In Germany,9 only talimogene laherparepvec (Imlygic) was attributed to have no added benefit due to the use of inappropriate comparator from the Federal Joint Committee’s perspective. Three gene therapies, alipogene tiparvovec (Glybera), tisagenlecleucel (Kymriah), and axicabtagene ciloleucel (Yescarta), were granted non-quantifiable additional benefit. A fourth gene therapy, voretigene neparvovec (Luxturna), was recognized as providing a considerable added benefit. All 4 gene therapies, recommended by the German Institute for Quality and Efficiency in Health Care, are orphan drugs, which are automatically granted an additional benefit by law irrespective of the available clinical evidence.
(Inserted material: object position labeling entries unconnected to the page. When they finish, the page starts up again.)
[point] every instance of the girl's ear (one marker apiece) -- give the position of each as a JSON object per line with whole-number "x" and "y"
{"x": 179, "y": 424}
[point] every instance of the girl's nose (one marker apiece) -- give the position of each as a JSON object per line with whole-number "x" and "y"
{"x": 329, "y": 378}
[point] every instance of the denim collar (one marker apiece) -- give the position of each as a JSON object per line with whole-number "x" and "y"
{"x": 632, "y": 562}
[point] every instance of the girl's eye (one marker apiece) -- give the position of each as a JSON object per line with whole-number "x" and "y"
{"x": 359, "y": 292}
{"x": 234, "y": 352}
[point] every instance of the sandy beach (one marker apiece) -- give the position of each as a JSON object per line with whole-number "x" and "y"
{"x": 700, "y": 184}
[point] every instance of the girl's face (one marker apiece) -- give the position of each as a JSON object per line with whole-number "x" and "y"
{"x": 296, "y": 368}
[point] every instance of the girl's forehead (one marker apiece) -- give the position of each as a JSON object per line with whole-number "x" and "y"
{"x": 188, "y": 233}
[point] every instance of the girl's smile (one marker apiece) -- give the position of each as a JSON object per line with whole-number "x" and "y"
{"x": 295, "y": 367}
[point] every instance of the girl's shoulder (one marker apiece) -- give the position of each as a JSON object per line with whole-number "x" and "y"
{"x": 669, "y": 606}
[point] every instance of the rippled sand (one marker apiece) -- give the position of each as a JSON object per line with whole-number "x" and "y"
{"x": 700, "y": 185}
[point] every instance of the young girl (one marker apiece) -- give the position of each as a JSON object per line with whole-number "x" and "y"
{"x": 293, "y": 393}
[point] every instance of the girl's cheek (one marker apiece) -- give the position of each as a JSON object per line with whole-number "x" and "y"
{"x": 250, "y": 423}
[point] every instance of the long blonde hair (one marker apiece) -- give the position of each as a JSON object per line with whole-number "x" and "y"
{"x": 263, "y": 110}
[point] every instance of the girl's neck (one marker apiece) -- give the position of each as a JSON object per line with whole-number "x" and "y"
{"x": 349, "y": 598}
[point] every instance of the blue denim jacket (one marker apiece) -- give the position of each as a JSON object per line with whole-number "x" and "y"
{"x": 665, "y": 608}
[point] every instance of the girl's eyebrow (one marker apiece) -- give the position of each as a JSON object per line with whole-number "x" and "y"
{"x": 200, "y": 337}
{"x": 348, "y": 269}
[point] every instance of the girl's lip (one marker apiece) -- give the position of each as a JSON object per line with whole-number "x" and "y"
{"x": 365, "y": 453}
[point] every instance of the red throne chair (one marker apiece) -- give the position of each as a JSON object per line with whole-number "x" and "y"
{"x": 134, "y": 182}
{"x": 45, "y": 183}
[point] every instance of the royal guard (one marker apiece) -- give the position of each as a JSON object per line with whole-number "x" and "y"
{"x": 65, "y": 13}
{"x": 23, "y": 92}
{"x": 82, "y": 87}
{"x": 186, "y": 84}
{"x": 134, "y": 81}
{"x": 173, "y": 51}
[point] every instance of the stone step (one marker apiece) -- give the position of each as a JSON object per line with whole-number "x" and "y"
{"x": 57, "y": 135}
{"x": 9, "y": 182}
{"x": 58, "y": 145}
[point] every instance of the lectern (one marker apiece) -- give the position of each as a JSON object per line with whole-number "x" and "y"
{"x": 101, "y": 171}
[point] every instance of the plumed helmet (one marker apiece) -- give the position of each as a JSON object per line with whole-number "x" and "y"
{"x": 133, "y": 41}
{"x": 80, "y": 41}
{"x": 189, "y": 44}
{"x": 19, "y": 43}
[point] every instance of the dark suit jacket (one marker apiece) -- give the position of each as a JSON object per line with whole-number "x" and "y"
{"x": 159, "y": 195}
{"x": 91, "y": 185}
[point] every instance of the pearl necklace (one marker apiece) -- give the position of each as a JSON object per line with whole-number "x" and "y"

In England,10 the National Institute for Health and Care Excellence (NICE) has recommended the reimbursement of talimogene laherparepvec (Imlygic) in the restricted subgroup population with best responses. Tisagenlecleucel (Kymriah) and axicabtagene ciloleucel (Yescarta) were approved for use within the Cancer Drugs Fund while further data collection is ongoing. Autologous CD34+ cells transduced to express ADA (Strimvelis) was recommended by NICE for its clinical benefits in improving survival and its cost–effectiveness below the threshold for highly specialized technologies at £100,000 per QALY gained. In Scotland,11 tisagenlecleucel for 2 indications and axicabtagene ciloleucel were recommended for reimbursement by the Scottish Medicine Consortium with patient access schemes.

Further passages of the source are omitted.